Numa viagem de táxi, conheci o senhor Augusto. Nessa viagem, de cerca de 20 minutos, em que apenas me apetecia ser levada ao destino, ele insistiu na conversa – obrigada pela riqueza do que me fez pensar Sr. Augusto. Dizia o senhor que estava zangado com um colega de profissão que havia “enganado” uns estrangeiros ali pelos lados do Parque das Nações. Contava que por muito esforço que se fizesse – ele, os colegas, os chefes, os patrões e até os clientes – para dignificar e honrar a profissão, havia aqueles que só se importavam consigo e com a sua carteira – hoje, e que deviam ser impedidos de exercer a profissão de que muito se orgulhava – de imediato fui levada para as questões da ética, dos valores e dos princípios, mas uma frase do senhor levou-me para o Employer Branding  – “repare, por muito que o patrão nos crie condições, que seja sério nos motoristas que escolhe, que se preocupe connosco e com as condições em que trabalhamos, que se empenhe em ser justo com o que nos paga, são estas pessoas que nos acabam com o negócio. E temos de os aturar, pois se denunciarmos somos mal vistos na classe.” Está absolutamente certo senhor Augusto, e deixo o meu reconhecimento por saber do seu papel, por o assumir, por fazer o que está ao seu alcance, mas também por conseguir ver o “lado do seu patrão”. Adivinho uma condição socioeconómica modesta, provavelmente pouca escolaridade, mas uma riqueza de valores e experiência que muito bem sabe expressar (quando lho disse ele respondeu “muitos anos a ouvir rádio”).

Efetivamente, todos os esforços de promoção da marca de empregador, de pouco servirão enquanto o empregador (mas claro também cada trabalhador) não compreender o determinante papel que as suas pessoas têm, quer na demonstração dessa orientação, na sua disseminação e reforço. Employer branding começará então em primeira instância, por o que se faz internamente, pela forma como se faz e por aquilo que se tolera que se faça. Assim, compete ao empregador assegurar que casos como o relatado pelo Sr. Augusto, possam encontrar espaço para serem denunciadas. Por outras palavras, que as pessoas que de facto estão agregadas e envolvidas na cultura e estratégia da empresa possam sentir-se confortáveis e seguras e que se combata (num plano mais geral) os comportamentos que não se desejam.
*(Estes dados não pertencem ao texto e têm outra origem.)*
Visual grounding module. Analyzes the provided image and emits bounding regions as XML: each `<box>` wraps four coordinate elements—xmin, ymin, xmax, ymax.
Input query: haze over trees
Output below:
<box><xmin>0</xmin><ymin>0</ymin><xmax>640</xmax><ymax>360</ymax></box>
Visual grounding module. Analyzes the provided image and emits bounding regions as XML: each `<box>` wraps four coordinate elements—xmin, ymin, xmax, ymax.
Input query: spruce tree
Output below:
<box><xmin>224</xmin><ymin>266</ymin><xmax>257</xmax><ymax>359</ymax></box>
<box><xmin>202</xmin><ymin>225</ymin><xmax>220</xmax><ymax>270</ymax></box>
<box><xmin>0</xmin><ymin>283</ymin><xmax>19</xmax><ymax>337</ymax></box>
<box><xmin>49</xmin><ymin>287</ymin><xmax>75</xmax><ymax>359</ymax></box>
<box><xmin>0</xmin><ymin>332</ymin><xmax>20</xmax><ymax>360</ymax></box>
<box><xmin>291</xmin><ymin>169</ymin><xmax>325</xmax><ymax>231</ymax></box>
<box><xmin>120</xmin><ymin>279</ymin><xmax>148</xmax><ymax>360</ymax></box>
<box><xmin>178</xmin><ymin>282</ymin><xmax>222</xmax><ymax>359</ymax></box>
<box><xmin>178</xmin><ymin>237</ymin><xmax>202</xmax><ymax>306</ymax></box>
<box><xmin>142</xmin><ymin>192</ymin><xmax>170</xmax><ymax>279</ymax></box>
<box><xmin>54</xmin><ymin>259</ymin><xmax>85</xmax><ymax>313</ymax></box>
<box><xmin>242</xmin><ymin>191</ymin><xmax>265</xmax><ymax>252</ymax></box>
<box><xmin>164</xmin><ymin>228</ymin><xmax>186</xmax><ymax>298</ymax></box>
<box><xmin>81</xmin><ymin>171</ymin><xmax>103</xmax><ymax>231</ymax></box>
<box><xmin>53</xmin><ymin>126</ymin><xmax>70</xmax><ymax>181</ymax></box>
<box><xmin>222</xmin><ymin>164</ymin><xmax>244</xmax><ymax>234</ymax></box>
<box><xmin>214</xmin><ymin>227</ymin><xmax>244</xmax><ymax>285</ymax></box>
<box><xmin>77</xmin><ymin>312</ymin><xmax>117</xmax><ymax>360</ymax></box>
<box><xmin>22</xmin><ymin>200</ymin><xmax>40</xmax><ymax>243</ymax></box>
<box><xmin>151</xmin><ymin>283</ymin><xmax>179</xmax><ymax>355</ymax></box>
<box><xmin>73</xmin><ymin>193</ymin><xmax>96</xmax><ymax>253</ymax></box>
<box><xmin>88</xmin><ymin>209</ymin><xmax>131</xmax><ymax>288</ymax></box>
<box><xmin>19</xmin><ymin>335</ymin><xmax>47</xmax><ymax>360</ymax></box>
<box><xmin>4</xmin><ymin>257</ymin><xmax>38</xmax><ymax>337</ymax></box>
Leva-nos o relato a muitos outros temas da gestão de pessoas, muitos dos quais insistentemente presentes nas agendas de quem pensa e discute estas temáticas. Mas há temas que pouco se exploram e urge pôr-lhes holofotes e trazê-los à discussão – será o caso do Wistleblowing (Diretiva UE, 2019/1937, que até dezembro deveria ser transposta para a legislação nacional). Prevê a mesma que as pessoas que trabalham numa empresa, nos seus afazeres e no dia-a-dia, são as que mais facilmente têm conhecimento de comportamentos de outras pessoas que lá trabalham também, que podem vir a comprometer o desempenho, os resultados ou mesmo a reputação da profissão, seus agentes e da empresa como um todo – exatamente o que o Sr. Augusto relatava, pois, as consequências do seu comportamento afetam o cliente, o Sr. Augusto, o grupo profissional, o patrão e outros indiretamente ligados ao negócio – portanto, um tema que interessará em ultima instância a toda a sociedade em geral.  Creio que se o Sr. Augusto tivesse a possibilidade de se sentir confortável, seguro e suportado para partilhar o caso do colega com o seu patrão, seria uma extraordinária oportunidade da empresa evoluir e desenvolver a sua forma de se apresentar ao mercado através dos seus profissionais. O caso do Sr. Augusto é, ou não, um caso de Wistleblowing e Employer Branding?